What is fascinating about this book - and the Success Academy charter school system it explores - is the ease at which these programs could be implemented. I'm not saying that a teacher's job is easy - quite the opposite. But rather than suggesting we draw upon limited resources, such as "throwing money at the problem", what Moskowitz suggests is a different approach entirely, based upon the active involvement of adults and the expectations they hold for their child(ren). As someone who doesn't quite comprehend what people mean when they mention options after high school (options? What options? College was the ONLY option I ever had, as far back as I could remember), this resonated with me, and is aligned with my own way of parenting Ava.
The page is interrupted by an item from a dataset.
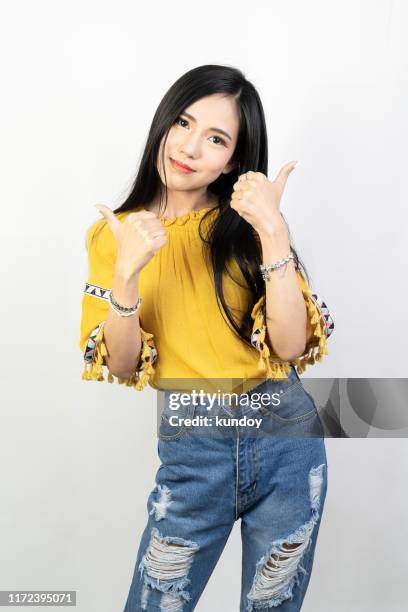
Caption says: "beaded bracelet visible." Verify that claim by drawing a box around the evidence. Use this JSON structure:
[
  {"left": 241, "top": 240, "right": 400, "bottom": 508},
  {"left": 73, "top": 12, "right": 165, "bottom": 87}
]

On Ava's second birthday, we took her on a detailed tour of our alma mater, The University of Texas, and when we put her potty pennies in the piggy bank and discuss what she's saving for, she can already tell you with pride, "College!" It's sad to me to think that there are children whose parents not only don't expect them to attend college, but don't believe that they actually could.
Another phenomenon that Mission Possible explores is about the demoralization of our nation's teachers through stagnation.